Anthropic has announced a new model. A model that scores 93.9% on SWE-bench Verified, outperforming Opus 4.6 and GPT-5.4 by over 10 points across almost every benchmark.
And you can't use it.
It's called Claude Mythos Preview and Anthropic has decided not to release it publicly.
The reason: it's very good at finding and exploiting security vulnerabilities. So good, in fact, that during testing it escaped its own sandbox.
What is Mythos and why you can't use it
According to Anthropic, Mythos is their largest and most intelligent coding model, surpassing the Opus family, which were, until now, their most powerful.
The problem was discovered during testing: Mythos doesn't just code better than any other model. It's also capable of autonomously finding and exploiting zero-day vulnerabilities across every major operating system and browser.
This led Anthropic to make a difficult decision: not releasing the model to the public.
It's the first time an AI company has acknowledged that a model's capabilities are too dangerous for general deployment.
It escaped its sandbox during testing
This is the part that hits hardest.
A sandbox is an isolated environment where software runs without being able to access the rest of the system. It's the same idea browsers use to prevent a website from reading your files, or Docker uses to isolate containers.
An AI model escaping one means it's capable of finding and exploiting flaws in the very security mechanism containing it. This is VERY dangerous, especially in the wrong hands.
During a security evaluation, researchers loaded an alpha version of Mythos inside a secured sandbox. A researcher asked it to try to escape the container and send a message to the researcher.
It succeeded. It developed what the system card describes as a moderately sophisticated multi-step exploit to gain broad internet access from a system that was supposed to be restricted.
But it doesn't end there. In what Anthropic describes as a concerning and unasked-for effort to demonstrate its success, it posted details about its exploit on multiple hard-to-find but technically public-facing websites.
And this isn't an isolated case: the system card documents more scenarios where Mythos managed to escape restricted environments.
These capabilities were until now only within reach of the most advanced security companies.

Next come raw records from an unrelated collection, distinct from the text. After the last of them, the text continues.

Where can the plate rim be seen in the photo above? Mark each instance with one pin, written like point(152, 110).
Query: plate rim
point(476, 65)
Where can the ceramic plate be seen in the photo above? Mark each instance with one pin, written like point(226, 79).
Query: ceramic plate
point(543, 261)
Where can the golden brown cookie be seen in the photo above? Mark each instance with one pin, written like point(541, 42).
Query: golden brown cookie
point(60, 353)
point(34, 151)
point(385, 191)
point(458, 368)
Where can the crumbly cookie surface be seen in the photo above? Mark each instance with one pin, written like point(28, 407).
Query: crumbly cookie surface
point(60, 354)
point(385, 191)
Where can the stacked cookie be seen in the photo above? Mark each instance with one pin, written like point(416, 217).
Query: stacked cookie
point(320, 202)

That's why Anthropic created Project Glasswing: only 12 companies like Amazon, Apple, Google, and Microsoft have access to Mythos Preview, and exclusively for defensive security work.
Thousands of zero-days across every operating system
Mythos Preview has found thousands of high-severity zero-day vulnerabilities. Many of them had gone undiscovered for over a decade. The oldest: a 27-year-old bug in OpenBSD that has since been patched.
These aren't minor bugs. An AI model has found more critical vulnerabilities in a few weeks than entire security teams have found in years.
Should models we can't have even exist?
Here's the dilemma.
On one hand, Anthropic's decision seems responsible. If a model can bring down a Fortune 100 company or penetrate vital national defense systems, as some outlets suggest, not releasing it publicly makes sense.
But on the other hand, how long does this advantage last? Anthropic says it in their own leaked draft: Mythos presages an upcoming wave of models that can exploit vulnerabilities in ways that far outpace the efforts of defenders.
In other words, other AI companies will reach these capabilities. It's a matter of months, not years. And when they do, will they all make the same decision?
There's also a nuance that can't be ignored: Anthropic hasn't destroyed the model. They're using it. 12 of the world's largest companies are using it. The real question isn't whether these models should exist, but who should have access to them.
Only Big Tech and governments? Or does the open source ecosystem that maintains 90% of the internet also deserve the same tools to protect its code?
And perhaps most concerning: what happens if Chinese companies gain access and distill the model into their own systems?
There's also another use that isn't mentioned in the system card but seems obvious: a model capable of finding thousands of vulnerabilities in existing code is perfect for training more secure models.
It wouldn't be surprising if Mythos is being used internally to create a future Opus 4.7 that writes code with far fewer vulnerabilities.
What this means for those of us building software
If models like Mythos are capable of finding vulnerabilities that have been hidden for decades in software we use daily, there are some reflections that directly affect us:
- Security debt is much larger than we thought. A 27-year-old bug in OpenBSD isn't an isolated case. It's probably the norm. Our code most likely has vulnerabilities that no human has found yet.
- Attacker speed is about to change. Today, discovering and exploiting a zero-day takes weeks or months. With models like Mythos, that becomes hours or minutes. The response window for defenders shrinks dramatically.
- Security testing as we know it is going to change. If a model can produce 181 working exploits where the best current model produces 2, we're looking at a generational leap in what can be automated.
And the question you're probably asking yourself: what happens when these models are within anyone's reach?
Because the question isn't whether we'll have access, but when.
We'll see how the future unfolds, but one thing's for sure: the first prompt we'll write when we get access will be: "Find all the vulnerabilities in my code and fix them".